Here’s the code to build a CSV of Famous Vermonter and their wikidata IDs in case you want to follow along at home.
Importing it into SQL
And to import the Famous Vermonters CSV into postgres:
create table vermonters (qid text, name text); \COPY vermonters(qid, name) from 'famous_vermonters.csv' DELIMITER ',' CSV HEADER;
I did some similar with the qrank dataset, but have misplaced that code. It’s a pretty straightforward CSV –> postgres import.
OK, now we’ve got our famous vermonters CSV and the ranking for all wikidata entries . . . let’s join them 🎉
select distinct on (qrank, qid) name, qrank from vermonters a, qrank b where a.qid = b.entity order by qrank desc, qid;
And the winner is . . . 🥁🥁🥁
Now bear in mind that this is purely a ranking of how many times folks have clicked on this person’s wikipedia page. And this person didn’t even really grow up in Vermont.
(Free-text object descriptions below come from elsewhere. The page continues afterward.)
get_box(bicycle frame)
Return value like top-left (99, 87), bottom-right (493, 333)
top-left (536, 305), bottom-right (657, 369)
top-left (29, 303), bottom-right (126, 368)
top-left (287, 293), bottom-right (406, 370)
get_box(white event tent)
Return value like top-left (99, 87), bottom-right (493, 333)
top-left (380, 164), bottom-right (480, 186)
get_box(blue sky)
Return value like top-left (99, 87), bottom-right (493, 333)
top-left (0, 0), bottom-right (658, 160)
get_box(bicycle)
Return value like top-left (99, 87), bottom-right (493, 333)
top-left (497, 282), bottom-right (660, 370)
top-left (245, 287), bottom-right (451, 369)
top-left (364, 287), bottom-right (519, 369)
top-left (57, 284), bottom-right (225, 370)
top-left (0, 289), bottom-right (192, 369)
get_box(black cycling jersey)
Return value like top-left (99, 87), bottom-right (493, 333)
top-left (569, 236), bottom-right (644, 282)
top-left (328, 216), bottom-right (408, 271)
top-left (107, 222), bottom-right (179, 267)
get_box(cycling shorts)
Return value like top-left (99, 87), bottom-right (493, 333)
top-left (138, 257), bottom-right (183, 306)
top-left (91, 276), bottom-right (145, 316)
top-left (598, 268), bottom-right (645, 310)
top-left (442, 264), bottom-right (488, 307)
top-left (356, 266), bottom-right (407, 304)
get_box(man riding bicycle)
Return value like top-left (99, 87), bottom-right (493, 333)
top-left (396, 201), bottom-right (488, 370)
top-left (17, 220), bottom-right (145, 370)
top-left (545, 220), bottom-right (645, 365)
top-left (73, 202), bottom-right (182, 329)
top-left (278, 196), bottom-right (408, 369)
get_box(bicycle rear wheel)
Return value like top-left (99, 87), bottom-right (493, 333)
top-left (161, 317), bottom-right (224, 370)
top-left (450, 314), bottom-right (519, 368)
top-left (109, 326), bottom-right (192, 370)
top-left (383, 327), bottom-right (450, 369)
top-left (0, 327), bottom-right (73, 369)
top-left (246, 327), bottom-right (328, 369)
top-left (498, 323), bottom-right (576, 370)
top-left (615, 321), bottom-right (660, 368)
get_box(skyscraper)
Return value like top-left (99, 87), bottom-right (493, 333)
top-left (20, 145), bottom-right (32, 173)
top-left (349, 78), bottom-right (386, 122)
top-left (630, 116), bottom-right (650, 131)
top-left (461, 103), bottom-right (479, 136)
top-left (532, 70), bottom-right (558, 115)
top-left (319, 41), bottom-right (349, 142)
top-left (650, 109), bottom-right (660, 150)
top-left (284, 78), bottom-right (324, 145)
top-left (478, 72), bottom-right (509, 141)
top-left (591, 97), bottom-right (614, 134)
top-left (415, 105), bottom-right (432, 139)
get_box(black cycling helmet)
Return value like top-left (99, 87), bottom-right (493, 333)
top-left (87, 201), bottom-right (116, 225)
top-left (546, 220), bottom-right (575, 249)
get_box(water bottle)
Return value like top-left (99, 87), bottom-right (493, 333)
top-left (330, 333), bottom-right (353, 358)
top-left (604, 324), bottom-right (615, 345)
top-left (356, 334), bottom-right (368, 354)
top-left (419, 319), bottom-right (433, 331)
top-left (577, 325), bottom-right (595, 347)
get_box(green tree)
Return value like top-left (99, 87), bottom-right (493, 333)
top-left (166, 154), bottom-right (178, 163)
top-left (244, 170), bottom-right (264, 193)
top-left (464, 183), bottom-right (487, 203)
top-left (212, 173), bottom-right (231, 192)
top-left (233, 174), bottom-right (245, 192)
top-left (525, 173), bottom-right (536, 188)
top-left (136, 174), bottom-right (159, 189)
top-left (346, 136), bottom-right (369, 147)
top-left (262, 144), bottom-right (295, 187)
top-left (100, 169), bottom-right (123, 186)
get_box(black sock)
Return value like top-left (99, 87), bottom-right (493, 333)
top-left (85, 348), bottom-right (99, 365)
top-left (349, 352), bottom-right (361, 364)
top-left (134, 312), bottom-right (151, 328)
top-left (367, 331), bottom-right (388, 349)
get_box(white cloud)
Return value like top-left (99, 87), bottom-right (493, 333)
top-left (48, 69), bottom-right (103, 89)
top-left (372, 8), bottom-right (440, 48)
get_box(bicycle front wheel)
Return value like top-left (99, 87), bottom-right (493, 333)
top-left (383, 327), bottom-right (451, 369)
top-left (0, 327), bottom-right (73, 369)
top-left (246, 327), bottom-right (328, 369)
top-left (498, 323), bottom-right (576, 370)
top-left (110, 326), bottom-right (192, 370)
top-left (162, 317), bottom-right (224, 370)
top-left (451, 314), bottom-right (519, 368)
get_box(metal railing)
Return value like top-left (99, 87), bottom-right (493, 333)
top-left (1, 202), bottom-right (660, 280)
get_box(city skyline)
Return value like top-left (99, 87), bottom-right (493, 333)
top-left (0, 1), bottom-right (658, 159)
And . . . ok here are the final rankings:
|Ted Bundy (1946–1989), serial killer; born in Burlington||12098835|
|Bernie Sanders, politician, Vermont Senator since 2007||5997027|
|Calvin Coolidge, 30th President of the United States; born in Plymouth Notch||2338343|
|Rudyard Kipling, British author; resident of Brattleboro when he wrote The Jungle Book||2085495|
|Aleksandr Solzhenitsyn, Russian author, recipient, 1970 Nobel Prize for Literature||1908792|
|Randy Quaid, actor||1868975|
|Felicity Huffman, actress; attended school in Putney||1858119|
|Louise Glück, Pulitzer Prize-winning poet||1609669|
|Joseph Smith (1805–1844), founder of Latter Day Saint movement; born in Sharon||1577037|
|Joanna ‘JoJo’ Levesque, singer, actress; born in Brattleboro||1537455|
Wow - by wikipedia standards Ted Bundy is more than twice as famous as Bernie Sanders . . . eesh. I’m not sure how we can change this, other than visiting the wikipedia articles of our favorite lesser-known Vermonters to bump them up the list. I’ll make a plug here for Hetty Green, Cyrus Pringle and of course Phineas Gage.